I’m back with part two of the Phoenix Aviation Symposium airline CEO panel. In part one, the CEOs talked about consolidation. In this post, they talk about competing and cooperating with low cost carriers.
On Competing with Low Cost Carriers in Europe
British Airways CEO Willie Walsh: I think what we’ve seen in Europe in 2009 has been more the impact of the truly global economic downturn [than low cost carriers (LCCs)]. People in the EU talk about BA losing to Ryanair, easyJet. There’s no evidence to support that. BA is holding market share relative to these guys because we’ve been competing with them for 20 years. I think we’ve been able to adapt to their sort of competition that they present us. It’s really a case now that the consumer has choice and can really understand what’s available. So a lot of the consumer media in the UK has recognized that there’s very little difference in terms of overall price between established carriers, network carriers and low cost carriers.
What we witnessed was a truly awful economic environment. Ryanair and easyJet suffered as well. They scaled back their growth, saw significant falling profitability and they struggle just as much as everybody else. The main issue for BA was the impact on premium travel. IATA estimates that 7 to 8% travel in premium and generate 25% of revenue. For BA, 13% travel in premium classes and generate 45% of revenue. We’ve seen some evidence of premium customers on short haul within Europe and moving away from the premium cabin. That doesn’t mean they’re moving from network carriers to low cost carriers. It means they’re moving from the front of the aircraft to the back, and I think that’s a structural change. Long haul premium travel is cyclical and there’s clear evidence that it’s now recovering. I’m convinced from everything I’ve seen that the competition between LCCs and national carriers will continue.
Qatar CEO Akbar al Baker: The same is true for LCCs in our region. Now, it’s a fashion in our region. The geography does not permit low cost carriers flourishing because we do not have deregulated skies. We do not have secondary airports, we have the same cost base. We are hardly losing our market share. Everyone asks when Qatar launches an LCC. We will do it when an LCC entrance into our market will impact share and it’s not happening because people in our region still want to travel on a full service carriers. They realize there is so much of a hidden cost in my region from low cost carriers. The fare will become nearly the same.
On the Convergence of Business Models Between LCCs and Legacy Carriers
JetBlue CEO Dave Barger: I don’t think the LCC concept will be gone even though there’s a migration that’s going on . . . . I don’t think the true LCC model goes away.
Republic CEO Bryan Bedford: I think the models are converging. What we’ve seen through forced financial restructuring are legacy carriers that have to rethink their business model. The product is moved more toward what the LCCs have been doing and LCCs have been moving more toward the legacy model – business class cabins, TVs, wi-fi. We’ve seen more amenities on the LCCs; less amenities on the legacies. So there’s a product convergence but the networks are so powerful.

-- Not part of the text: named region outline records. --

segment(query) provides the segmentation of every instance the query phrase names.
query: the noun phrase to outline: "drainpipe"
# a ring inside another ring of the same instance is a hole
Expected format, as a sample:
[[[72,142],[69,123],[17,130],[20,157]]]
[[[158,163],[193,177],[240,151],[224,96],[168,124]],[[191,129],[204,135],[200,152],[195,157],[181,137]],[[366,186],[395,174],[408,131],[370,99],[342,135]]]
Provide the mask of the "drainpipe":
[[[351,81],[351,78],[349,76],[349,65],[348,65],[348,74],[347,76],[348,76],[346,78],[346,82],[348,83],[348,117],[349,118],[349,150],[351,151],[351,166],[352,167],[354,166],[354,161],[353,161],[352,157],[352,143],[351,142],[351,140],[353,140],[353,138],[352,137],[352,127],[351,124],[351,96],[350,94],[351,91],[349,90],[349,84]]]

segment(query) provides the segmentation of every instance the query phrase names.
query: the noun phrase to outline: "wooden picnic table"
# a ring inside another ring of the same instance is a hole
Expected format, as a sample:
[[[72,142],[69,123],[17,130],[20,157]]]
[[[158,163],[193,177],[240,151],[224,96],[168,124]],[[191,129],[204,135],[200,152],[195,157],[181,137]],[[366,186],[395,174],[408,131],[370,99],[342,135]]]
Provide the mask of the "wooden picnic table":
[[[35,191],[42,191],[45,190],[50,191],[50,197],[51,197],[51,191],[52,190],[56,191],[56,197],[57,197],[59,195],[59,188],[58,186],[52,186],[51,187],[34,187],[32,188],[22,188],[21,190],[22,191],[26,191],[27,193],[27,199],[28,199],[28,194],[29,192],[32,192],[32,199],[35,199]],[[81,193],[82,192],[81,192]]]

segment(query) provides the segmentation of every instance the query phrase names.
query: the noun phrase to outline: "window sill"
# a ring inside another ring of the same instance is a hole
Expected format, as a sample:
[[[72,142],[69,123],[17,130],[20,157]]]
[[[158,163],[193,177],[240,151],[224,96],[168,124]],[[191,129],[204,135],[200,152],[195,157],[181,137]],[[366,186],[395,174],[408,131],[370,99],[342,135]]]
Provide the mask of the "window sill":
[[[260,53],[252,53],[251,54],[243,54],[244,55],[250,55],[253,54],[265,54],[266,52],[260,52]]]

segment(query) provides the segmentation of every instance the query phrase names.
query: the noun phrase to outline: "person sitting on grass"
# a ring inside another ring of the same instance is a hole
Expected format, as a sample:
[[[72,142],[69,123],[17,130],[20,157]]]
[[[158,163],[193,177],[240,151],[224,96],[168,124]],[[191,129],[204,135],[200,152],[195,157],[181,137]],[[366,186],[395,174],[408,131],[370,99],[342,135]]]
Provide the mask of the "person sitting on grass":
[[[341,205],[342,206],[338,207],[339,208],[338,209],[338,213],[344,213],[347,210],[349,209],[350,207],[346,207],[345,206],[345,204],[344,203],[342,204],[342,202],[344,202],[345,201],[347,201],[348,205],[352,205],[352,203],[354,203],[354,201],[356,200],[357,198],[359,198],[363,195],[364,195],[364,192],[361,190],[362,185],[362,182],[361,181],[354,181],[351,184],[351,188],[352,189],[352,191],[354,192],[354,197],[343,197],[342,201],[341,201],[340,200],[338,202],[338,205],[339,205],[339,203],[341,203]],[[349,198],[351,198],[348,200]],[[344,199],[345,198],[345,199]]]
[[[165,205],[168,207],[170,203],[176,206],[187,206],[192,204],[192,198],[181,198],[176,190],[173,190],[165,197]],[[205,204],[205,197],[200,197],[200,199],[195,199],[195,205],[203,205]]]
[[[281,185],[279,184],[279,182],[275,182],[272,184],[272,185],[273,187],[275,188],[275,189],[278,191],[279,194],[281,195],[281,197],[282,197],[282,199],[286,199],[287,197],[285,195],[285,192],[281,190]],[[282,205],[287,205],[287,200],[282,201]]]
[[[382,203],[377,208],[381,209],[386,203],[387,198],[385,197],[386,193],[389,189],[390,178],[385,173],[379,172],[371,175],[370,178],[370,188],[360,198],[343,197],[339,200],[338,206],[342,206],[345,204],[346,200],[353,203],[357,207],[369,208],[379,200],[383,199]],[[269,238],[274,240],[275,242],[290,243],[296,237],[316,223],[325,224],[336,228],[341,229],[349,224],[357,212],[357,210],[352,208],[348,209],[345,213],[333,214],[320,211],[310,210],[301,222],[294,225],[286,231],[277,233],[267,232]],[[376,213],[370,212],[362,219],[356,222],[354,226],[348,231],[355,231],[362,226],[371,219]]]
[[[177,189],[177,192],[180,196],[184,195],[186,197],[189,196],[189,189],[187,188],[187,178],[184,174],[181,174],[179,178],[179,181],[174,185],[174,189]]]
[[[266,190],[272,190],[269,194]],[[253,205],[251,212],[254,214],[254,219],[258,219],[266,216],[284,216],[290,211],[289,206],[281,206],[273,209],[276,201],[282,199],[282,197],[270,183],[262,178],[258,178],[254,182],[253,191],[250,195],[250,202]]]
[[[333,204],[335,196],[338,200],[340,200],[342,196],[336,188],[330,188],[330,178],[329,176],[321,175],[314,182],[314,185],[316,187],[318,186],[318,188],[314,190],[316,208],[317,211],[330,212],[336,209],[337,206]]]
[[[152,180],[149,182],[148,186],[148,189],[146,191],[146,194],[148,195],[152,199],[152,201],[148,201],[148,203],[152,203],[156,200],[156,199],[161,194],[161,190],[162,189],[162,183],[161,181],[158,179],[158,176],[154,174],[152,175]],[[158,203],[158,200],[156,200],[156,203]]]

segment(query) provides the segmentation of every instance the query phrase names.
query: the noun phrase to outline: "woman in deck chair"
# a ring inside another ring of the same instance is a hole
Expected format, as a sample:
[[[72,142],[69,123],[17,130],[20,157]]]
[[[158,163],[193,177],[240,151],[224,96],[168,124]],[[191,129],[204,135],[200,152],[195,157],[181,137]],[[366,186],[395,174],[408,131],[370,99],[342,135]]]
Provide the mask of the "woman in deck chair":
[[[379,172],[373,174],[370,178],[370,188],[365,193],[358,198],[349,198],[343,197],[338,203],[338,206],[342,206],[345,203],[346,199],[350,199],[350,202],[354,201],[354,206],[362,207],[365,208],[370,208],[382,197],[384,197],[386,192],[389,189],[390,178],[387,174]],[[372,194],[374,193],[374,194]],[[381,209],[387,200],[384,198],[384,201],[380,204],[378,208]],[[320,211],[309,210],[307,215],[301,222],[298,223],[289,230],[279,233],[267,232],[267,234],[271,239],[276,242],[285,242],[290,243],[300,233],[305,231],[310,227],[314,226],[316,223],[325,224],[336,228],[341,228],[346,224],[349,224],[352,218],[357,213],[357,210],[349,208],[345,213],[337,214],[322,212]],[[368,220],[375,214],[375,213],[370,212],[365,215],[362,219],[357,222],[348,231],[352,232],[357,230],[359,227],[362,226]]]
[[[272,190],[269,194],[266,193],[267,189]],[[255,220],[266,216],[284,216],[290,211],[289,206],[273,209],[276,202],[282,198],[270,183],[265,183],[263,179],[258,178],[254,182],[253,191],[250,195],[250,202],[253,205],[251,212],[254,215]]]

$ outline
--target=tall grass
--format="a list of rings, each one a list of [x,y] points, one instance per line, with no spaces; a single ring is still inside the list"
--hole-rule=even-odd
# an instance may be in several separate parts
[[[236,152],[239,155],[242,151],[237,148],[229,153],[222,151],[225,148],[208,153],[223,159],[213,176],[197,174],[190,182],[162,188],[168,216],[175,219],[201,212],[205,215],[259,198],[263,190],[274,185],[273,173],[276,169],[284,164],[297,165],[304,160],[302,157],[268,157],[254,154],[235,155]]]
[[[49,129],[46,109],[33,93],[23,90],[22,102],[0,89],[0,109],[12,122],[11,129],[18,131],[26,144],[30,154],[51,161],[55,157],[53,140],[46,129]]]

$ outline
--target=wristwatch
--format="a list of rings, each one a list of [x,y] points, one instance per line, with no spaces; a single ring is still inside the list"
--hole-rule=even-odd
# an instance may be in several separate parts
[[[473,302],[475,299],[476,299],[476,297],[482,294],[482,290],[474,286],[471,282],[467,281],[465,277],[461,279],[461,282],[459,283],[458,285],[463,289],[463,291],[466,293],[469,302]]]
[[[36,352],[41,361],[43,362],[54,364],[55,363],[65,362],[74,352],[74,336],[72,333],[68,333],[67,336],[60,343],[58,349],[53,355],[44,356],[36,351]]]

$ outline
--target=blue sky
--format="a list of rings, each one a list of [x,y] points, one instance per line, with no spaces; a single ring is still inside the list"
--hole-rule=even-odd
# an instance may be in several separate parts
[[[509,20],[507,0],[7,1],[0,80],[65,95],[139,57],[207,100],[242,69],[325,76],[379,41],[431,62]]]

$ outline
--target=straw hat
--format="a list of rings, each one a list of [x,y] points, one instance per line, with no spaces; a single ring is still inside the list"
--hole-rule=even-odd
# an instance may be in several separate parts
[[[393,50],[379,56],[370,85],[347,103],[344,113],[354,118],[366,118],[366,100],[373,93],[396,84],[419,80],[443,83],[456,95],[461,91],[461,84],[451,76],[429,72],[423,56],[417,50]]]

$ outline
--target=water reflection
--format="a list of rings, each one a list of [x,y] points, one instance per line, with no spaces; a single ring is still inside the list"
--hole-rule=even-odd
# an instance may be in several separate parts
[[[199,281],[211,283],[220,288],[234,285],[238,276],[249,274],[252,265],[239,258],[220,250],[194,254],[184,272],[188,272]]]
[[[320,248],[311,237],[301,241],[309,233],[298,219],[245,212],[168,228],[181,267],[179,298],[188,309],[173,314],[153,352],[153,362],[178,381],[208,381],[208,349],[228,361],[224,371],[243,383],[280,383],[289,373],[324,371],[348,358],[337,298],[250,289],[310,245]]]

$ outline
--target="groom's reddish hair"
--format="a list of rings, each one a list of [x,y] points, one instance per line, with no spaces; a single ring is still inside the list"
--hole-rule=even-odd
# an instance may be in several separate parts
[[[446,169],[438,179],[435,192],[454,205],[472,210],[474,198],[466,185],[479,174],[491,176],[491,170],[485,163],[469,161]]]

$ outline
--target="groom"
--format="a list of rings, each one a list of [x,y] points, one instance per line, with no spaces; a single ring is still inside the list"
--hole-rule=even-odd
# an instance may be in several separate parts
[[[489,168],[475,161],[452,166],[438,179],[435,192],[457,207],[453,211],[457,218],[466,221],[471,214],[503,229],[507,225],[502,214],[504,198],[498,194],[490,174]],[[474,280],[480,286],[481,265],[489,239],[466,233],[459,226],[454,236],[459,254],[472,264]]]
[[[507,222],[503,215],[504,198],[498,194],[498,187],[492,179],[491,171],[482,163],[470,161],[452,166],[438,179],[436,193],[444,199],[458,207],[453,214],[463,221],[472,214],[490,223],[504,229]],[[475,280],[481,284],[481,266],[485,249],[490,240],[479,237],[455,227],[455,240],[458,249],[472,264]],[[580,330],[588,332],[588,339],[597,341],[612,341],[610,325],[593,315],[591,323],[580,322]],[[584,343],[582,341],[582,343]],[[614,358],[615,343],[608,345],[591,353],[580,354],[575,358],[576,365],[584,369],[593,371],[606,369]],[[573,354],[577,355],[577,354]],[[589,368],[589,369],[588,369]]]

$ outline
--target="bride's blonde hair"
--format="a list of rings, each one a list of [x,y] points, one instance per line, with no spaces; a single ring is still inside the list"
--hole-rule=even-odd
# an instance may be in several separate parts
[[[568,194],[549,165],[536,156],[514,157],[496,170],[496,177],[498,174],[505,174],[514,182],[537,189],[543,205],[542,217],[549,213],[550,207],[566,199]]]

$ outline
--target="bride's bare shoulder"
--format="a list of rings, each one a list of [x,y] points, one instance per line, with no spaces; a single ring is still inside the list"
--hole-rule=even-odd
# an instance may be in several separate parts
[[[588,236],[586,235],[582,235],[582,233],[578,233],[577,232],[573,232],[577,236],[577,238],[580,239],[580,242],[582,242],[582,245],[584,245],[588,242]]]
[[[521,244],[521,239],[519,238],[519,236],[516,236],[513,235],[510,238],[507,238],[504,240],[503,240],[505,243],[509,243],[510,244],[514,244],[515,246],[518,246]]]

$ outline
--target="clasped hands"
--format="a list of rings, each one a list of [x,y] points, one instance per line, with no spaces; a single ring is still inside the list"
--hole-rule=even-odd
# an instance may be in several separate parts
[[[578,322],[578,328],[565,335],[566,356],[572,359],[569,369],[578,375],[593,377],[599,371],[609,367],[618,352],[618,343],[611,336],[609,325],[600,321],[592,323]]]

Moving away from domestic to more balanced between international and domestic. As these alliances crystalize, some of the LCCs are going to wonder where do we go? How can we move people from small town America to the world? We see Southwest trying to create their own marginal expansion internationally. At the end of the day it’s a network business, and we’re trying to figure out ways to differentiate the product because the customer has decided to show a great amount of loyalty.
US Airways CEO Doug Parker: I think you’re right, there’s definitely a convergence. I think of it more that we end up having lower cost structure but more it’s hub and spoke airlines vs point-to-point carriers. JetBlue and Southwest connect a lot of people but they don’t have a hub and spoke which gives them a cost advantage. It used to be in the 90’s and 2000s that used to be largely generated by labor costs. You could have a model that worked; ran a hub and spoke out of Phoenix but had much lower costs than the other hub and spoke carriers because we had much lower labor costs. That you can’t do anymore because of what’s gone on with the legacies.
You have to get the cost advantage by avoiding hub and spoke. I don’t think you can start an airline doing the same thing in a different city and use a cost advantage. Southwest contracts have higher labor costs but they have much lower costs because of their model. The consumer won’t be able to differentiate but the LCCs won’t be flying to places like Asheville, North Carolina.